One of the words I’ve heard people use to describe me with is STRONG.
I can tell you, I don’t feel strong most days. In fact, most days I feel anxious about things I shouldn’t feel anxious about. Such as my youngest son coming home for his week with me, texting someone to ask a question, phoning someone even if it’s family just to have a casual chat, making a decision about anything. I shouldn’t but I do, and I just move through it without thinking about it too much because if I don’t, it’ll cripple me.
I don’t want to let it control me, but me control it.
Easier said than done.
So, when someone describes me as strong, I wonder what they see in me to think that way.
Well, it certainly isn’t muscles these people are looking at. If I did any of the body builder poses, you’d notice mine hanging around relaxing, not entertaining the viewers.
If it was someone else, and I was telling them they were strong, what would influence me to say that about them? What makes a person strong?
That is how they hold up under extreme circumstances, when the going gets tough, or if a difficulty goes on for what may seem like forever with no end in sight. Do they give up easily, or do they fight til the end regardless of failing or winning?

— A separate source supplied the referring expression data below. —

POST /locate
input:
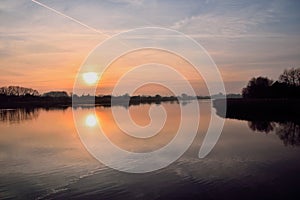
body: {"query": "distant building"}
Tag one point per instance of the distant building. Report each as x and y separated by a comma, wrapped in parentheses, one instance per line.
(56, 94)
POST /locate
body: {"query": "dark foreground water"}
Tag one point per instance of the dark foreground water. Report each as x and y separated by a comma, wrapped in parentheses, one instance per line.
(42, 157)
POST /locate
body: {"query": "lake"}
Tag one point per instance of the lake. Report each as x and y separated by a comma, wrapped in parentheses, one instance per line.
(42, 157)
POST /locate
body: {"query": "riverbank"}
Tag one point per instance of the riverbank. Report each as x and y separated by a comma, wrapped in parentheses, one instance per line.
(279, 110)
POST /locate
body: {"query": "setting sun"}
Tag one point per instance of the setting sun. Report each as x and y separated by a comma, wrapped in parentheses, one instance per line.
(91, 120)
(90, 77)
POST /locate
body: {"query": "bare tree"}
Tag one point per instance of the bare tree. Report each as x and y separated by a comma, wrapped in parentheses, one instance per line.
(18, 91)
(257, 88)
(291, 77)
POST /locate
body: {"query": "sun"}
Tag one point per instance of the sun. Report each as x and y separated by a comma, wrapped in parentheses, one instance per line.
(90, 77)
(91, 120)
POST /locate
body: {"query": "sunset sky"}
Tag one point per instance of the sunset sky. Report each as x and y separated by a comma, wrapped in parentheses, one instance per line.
(44, 50)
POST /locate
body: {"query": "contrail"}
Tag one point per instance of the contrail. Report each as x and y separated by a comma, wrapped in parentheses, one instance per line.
(71, 18)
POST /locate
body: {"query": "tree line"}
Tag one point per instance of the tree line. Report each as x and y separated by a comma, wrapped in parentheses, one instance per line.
(287, 86)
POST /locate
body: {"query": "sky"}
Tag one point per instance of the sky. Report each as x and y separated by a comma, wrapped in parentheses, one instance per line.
(44, 50)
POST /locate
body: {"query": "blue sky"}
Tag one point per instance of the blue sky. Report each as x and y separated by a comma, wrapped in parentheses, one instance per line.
(245, 38)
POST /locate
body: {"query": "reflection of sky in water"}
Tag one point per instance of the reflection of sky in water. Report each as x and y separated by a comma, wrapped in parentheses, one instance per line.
(43, 157)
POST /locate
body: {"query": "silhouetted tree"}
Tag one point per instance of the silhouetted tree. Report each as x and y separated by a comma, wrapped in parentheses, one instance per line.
(18, 91)
(257, 88)
(290, 77)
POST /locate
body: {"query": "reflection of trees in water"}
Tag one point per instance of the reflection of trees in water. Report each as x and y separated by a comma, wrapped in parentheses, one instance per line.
(18, 115)
(288, 132)
(261, 126)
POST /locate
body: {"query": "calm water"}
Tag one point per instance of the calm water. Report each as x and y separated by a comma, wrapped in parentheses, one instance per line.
(42, 157)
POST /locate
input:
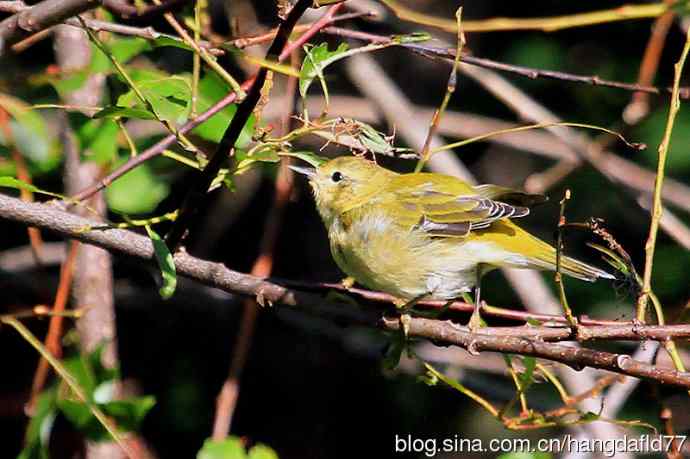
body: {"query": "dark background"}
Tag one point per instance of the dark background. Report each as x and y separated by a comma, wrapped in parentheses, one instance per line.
(315, 389)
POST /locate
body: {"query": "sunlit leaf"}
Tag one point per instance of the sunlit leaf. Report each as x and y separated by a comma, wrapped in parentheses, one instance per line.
(165, 263)
(40, 426)
(122, 49)
(315, 61)
(168, 95)
(211, 90)
(261, 451)
(230, 448)
(137, 192)
(114, 111)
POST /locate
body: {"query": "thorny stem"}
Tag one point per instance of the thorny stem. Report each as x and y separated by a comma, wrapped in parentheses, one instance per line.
(450, 89)
(658, 184)
(558, 277)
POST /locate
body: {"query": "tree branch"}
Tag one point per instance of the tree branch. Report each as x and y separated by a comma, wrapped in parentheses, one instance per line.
(509, 340)
(448, 333)
(41, 16)
(195, 196)
(127, 11)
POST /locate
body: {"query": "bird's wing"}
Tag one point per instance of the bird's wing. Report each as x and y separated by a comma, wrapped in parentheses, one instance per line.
(447, 207)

How is their mind tackling the situation? Blaming, holding grudges, anger, avoiding the issue, refusing to talk about what’s happened and possible solutions, silent treatment. Or maybe they’re refusing to let it defeat them and forging a way through it because they’re focused on what’s on the other side when it’s all over.
This is the way a person sees things. They can be totally negative which is obviously not helpful because if you feel like there is no hope, you won’t try at anything. However, being totally positive is also a danger because it can be a tool for not having to deal with anything, pretending everything is ok, or it will just work itself out because it’s not that big of a deal. Denial can sound and look like the person is handling things and can be believable to the person enquiring about their wellbeing.

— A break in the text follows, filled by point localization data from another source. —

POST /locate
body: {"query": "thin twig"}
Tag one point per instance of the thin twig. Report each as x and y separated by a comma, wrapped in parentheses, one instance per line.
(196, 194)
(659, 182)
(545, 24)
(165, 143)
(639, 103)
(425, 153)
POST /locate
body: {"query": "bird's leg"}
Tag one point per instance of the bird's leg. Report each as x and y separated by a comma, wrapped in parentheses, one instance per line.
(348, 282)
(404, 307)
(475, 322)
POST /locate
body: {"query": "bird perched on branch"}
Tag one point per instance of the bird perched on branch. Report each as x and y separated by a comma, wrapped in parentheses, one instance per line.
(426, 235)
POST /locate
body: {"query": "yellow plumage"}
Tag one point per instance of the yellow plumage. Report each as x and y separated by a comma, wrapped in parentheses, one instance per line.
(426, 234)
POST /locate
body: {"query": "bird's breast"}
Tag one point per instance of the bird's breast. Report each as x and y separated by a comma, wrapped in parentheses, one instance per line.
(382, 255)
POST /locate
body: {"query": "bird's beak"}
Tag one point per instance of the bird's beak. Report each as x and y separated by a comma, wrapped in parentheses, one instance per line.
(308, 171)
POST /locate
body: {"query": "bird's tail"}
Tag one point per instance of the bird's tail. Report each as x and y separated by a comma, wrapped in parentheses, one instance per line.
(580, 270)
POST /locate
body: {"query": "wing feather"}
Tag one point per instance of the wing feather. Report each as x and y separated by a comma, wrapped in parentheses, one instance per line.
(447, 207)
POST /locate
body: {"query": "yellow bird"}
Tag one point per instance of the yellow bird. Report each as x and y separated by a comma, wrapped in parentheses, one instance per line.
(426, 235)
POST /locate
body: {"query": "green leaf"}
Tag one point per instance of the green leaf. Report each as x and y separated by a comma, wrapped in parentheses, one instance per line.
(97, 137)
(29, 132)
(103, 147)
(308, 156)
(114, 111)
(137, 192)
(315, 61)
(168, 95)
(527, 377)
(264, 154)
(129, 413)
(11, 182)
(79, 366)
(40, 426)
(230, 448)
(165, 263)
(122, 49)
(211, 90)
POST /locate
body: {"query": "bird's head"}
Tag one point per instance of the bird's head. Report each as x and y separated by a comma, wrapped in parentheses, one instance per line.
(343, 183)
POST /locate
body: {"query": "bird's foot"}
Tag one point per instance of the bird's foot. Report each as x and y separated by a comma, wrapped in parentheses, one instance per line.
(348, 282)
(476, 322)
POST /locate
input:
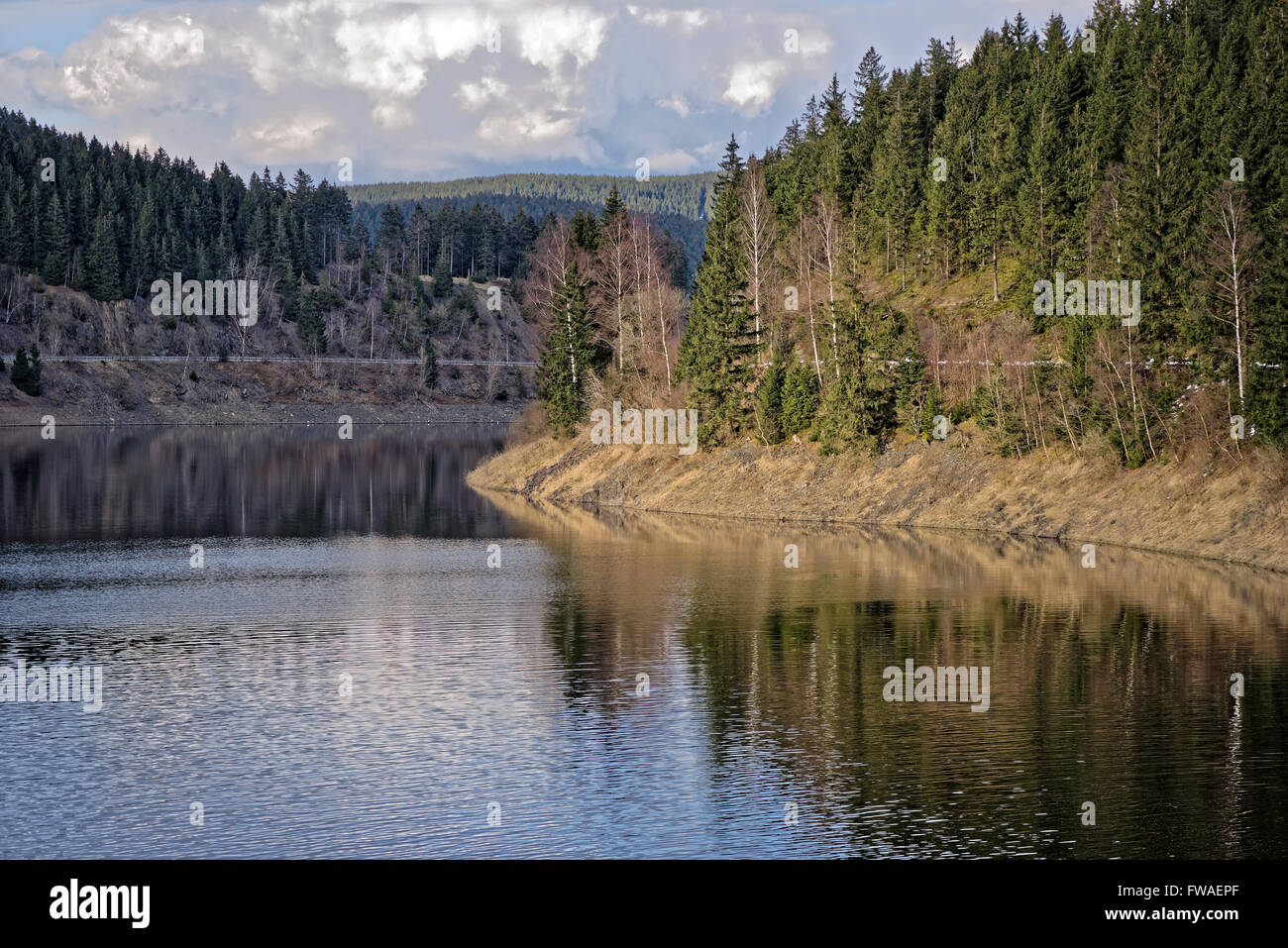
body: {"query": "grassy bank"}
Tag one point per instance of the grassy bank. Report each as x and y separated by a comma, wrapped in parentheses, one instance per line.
(1219, 509)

Their traumatic experiences.
What a person has had to endure, especially when there truly isn’t any help available at all can be inspiring. The things they had to do when their Will to live was at its loudest shows character and builds resilience.
Having heard their story and considering all they went through, the type of person they have grown into because of it, and how it’s effected the way they view the world, people and life as a result, is what I think about when describing someone as strong.
Nobody is strong through everything in life. Sometimes, we crash and burn. Other times we fly out of the fire renewed and inspired to do things differently.
Thinking about how people have described me as strong, I can see where they would gather that conclusion from……
1. Endured bullying at school from 1981 to 1990.
2. Was sexually assaulted at 8 years old by my cousin, and my Grandfather tried to tongue kiss me when I was roughly 13 years old.
3. Married three times.
4. Four abusive relationships, one nearly killing me.
5. Have survived abuse over a period of 36 years of my life.
6. My friends betrayed me.
7. Three miscarriages.
There’s so much more I could write down. That’s why I wrote a book and this strength I’m talking about, can be found within its pages. How I am still standing here being able to write this very blog is beyond me. I want to share what I’ve discovered about myself so others can also see it in their own lives with a “how-to” section at the end of each chapter.
Being able to recognise my own strength is so important to my overall health. Knowing the positives about myself is vital in being able to love me correctly.
Is it time you acknowledged your strengths? Remind yourself where you’ve come from and that you are a survivor!